Jewish Soul Food: Latke Versus Hamentashen

This past Tuesday, the weather turned chilly, snow flurries fell to the Earth, and people huddled into the Jewish Religious Center to debate the virtues of two highly lauded foods found in the holiday pantries of Jews around the world: the latke and the hamentaschen.

The debate has a long, illustrious history. From its roots at the University of Chicago over fifty years ago, the question of the superiority of the latke or the hamentaschen has been a subject of tension between people across the country. Even though Williams is isolated, the college could never expect to remain neutral on the issue forever.

Hot Tomatoes catered the event, bringing record-breaking crowds into the JRC. The group was lively and spirited, many using the time before the debate to figure out what a latke and hamentaschen were.

Once the collective appetite had been satiated, we sat and watched as Professor Kaplan took the stage in his capacity as Master of Ceremonies. “I will wear many hats this evening,” Professor Kaplan said, doffing various thematically apropos head coverings for the different speakers.
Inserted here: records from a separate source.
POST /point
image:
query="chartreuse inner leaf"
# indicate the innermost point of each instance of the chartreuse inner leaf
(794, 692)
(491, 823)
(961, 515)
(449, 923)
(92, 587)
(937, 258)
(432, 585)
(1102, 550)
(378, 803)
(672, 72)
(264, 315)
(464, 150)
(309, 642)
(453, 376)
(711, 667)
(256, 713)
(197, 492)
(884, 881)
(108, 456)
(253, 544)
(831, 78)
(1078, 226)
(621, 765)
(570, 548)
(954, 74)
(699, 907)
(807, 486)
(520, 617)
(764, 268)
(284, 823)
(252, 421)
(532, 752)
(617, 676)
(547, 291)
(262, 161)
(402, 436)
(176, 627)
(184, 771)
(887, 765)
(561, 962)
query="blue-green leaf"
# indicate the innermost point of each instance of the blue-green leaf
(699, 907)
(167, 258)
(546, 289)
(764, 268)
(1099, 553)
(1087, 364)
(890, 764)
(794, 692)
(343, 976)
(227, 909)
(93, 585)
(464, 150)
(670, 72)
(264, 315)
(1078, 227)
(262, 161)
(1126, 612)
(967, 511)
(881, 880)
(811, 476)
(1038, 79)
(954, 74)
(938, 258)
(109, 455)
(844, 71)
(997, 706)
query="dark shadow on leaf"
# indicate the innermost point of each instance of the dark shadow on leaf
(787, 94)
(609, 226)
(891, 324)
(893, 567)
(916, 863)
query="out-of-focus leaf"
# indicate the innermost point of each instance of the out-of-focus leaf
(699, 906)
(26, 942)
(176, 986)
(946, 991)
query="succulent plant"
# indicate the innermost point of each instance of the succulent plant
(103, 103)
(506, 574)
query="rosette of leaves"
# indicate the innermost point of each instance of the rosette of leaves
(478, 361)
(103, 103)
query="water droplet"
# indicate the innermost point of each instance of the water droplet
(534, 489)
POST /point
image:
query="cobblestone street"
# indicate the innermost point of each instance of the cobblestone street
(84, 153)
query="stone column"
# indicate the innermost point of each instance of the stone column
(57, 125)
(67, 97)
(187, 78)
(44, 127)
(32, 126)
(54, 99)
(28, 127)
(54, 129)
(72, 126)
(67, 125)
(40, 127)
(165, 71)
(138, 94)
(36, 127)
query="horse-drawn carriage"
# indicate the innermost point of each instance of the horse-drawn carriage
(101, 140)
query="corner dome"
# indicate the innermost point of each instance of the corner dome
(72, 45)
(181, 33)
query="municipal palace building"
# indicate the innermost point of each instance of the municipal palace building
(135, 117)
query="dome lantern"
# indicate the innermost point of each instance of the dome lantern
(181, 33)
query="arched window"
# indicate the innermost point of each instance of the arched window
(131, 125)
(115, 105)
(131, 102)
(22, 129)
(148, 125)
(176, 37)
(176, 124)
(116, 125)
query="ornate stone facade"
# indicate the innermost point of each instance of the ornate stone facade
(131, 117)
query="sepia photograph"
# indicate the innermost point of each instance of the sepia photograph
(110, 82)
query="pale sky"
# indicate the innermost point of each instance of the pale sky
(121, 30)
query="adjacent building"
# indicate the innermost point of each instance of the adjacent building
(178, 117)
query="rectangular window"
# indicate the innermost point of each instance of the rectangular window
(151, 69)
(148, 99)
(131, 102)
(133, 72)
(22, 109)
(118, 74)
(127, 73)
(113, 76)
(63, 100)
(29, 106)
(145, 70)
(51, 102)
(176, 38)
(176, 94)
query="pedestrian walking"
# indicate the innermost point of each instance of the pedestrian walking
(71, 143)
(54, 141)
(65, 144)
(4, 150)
Scott Lewis of the Williams Outing Club, Dennis Dickerson of the History Department, and Art History Professor Eva Grudin supported latkes, the traditional potato pancakes served around Chanukah. David Eppel of the Theater Department, Geoscience Professor Ronadh Cox, and Philosophy Professor Steven Gerrard supported the opposing side, affirming their collective belief in the superiority of the triangular, fruit filled pastry called hamentaschen, made and consumed in commemoration of the carnival-like Jewish holiday of Purim (which commenced at sundown the day after the debate).

The basic idea was for each Professor to support his or her side of the debate from the vantage of their particular field. This not only gave the speakers a safe ground from which to start, but also allowed them to make fun of the extreme elements in their areas of expertise. Hearing Professor Grudin expound upon the artistic virtues of the Latke, or Professor Cox explain geologic applications of the Hamentaschen was truly a treat.

“The Latke-Hamantaschen debate was another opportunity for faculty and staff to join with students in meaningful interaction,” said Professor Dickerson, who gave an impassioned discourse on the historical significance of the latke, which started off the evening’s festivities with a hail of laughter.

For Professor Cox and many others making their first soiree into the Jewish Religious Center, it was a chance to learn something about Jewish Culture. “ I really enjoyed myself at the debate,” said Cox, “I went in with quite a bit of trepidation, knowing so little (i.e., absolutely nothing!!) about the foodstuffs in question. But I was very honored to be asked to participate, even though the judging was ‘clearly’ rigged by those low-life latke eaters!!!.”

All in all, it was a joyous, humorous event, ranging from Professor Eppel’s dramatic monologue on the theatrical significance of hamentaschen to Professor Gerrard’s, somewhat long-winded, logical proof of the statement that hamentaschen are better than latkes. “The debate was great fun,” said Professor Grudin.

In the end, I sat there, watching Scott Lewis make Latkes with camping equipment, marveling at the friends and fun times we were having. The debate epitomized one of the purposes of the JRC: it brought many people from the college community together and shed a little light on some Jewish Culture. Students in attendance echoed this sentiment, adding that the debate was a fun time had by all. Lauren Siegel ’00 commented, “The debate was an amazing amalgamation of friendship, humor, and judaism.” Jessica Liebler ’01 also enjoyed the debate, explaining, “It was fantastic that the JRC was able to get such a big turnout for such a funny event. It was the embodiment of the spirit of humor.”

The critics agree—we all had a good laugh and a good time. Professor Gerrard summed it up best: “I have decided to quit my job and make it my life’s work to convince the masses of the superiority of hamentaschen to latke. Here’s another proof: Nothing is better than eternal happiness; hamentaschen are better than nothing; therefore hamentaschen are better than eternal happiness.” You can argue with that, but you cannot begin to argue with the smiling faces of over a hundred Williams College students.